PBA head Patrick Lynch fired back by ripping the CCRB as “anti-police activists” with an axe to grind.

“CCRB no longer even pretends to be fair and impartial in their investigations of police officers,” said Lynch. “They cannot even bring themselves to say the word ‘exonerated’ about a cop who has done nothing wrong.”

The union’s court filing cited two prior PBA court victories against the agency launched in 1993 to handle civilian complaints against police: The first after passing rules changes in 2018, the second three years later.

“In creating CCRB as an agency with limited jurisdiction, the City Council recognized that other police disciplinary matters are properly within the jurisdiction of other bodies, such as the Internal Affairs Bureau of the NYPD,” the union court papers said.

Police Commissioner Keechant Sewell said in December that she overturned more than 70 disciplinary recommendations from the independent Civilian Complaint Review Board in 2022.

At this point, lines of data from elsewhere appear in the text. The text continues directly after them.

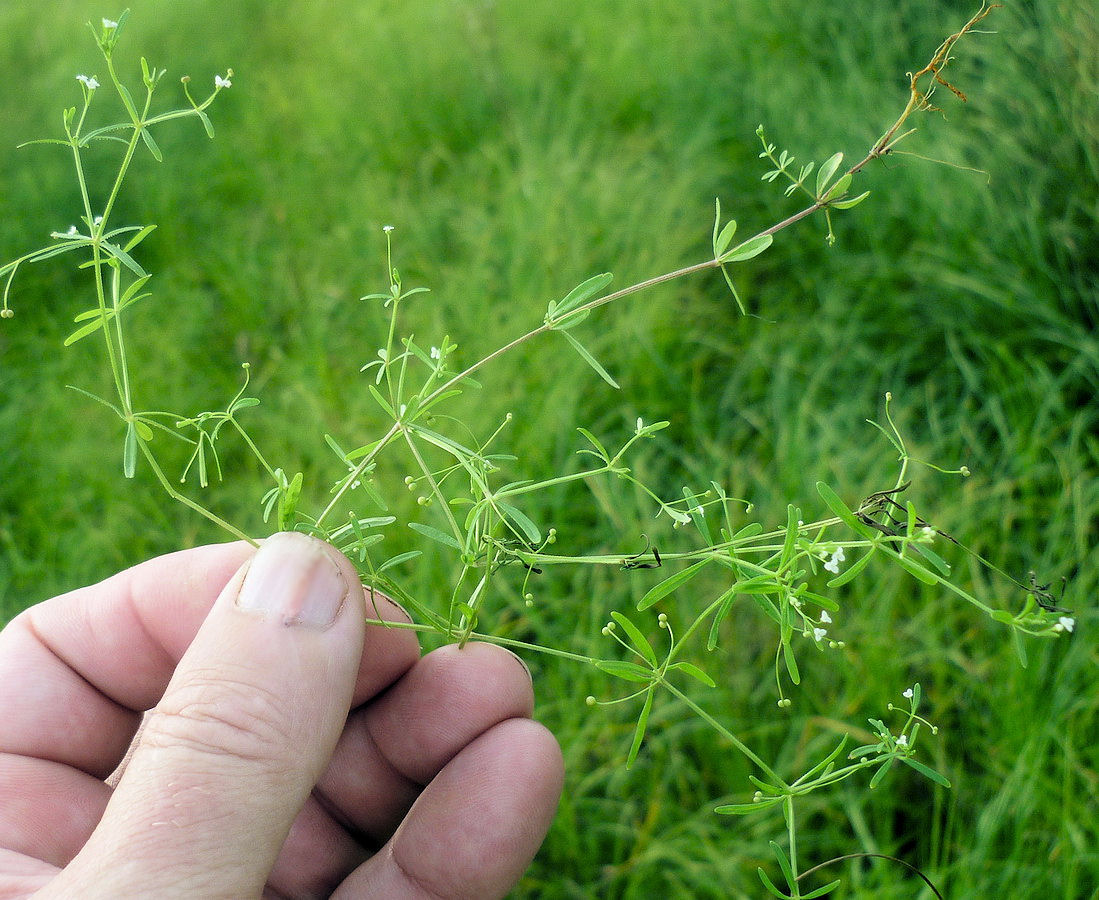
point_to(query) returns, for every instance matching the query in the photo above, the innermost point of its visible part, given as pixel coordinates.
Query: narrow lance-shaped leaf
(750, 248)
(529, 529)
(670, 584)
(636, 637)
(639, 733)
(825, 171)
(577, 297)
(130, 451)
(435, 534)
(590, 360)
(791, 663)
(925, 770)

The union was particularly irked by the addition of the expansion of body-worn camera misuse to the CCRB’s role.

“Enforcement is already addressed through a comprehensive monitoring and disciplinary scheme established by the NYPD,” the lawsuit said. “... The vast majority of BWC non-compliance issues are unintentional and frequently arise from the officer trying in good faith to comply with the patrol guide’s procedures.”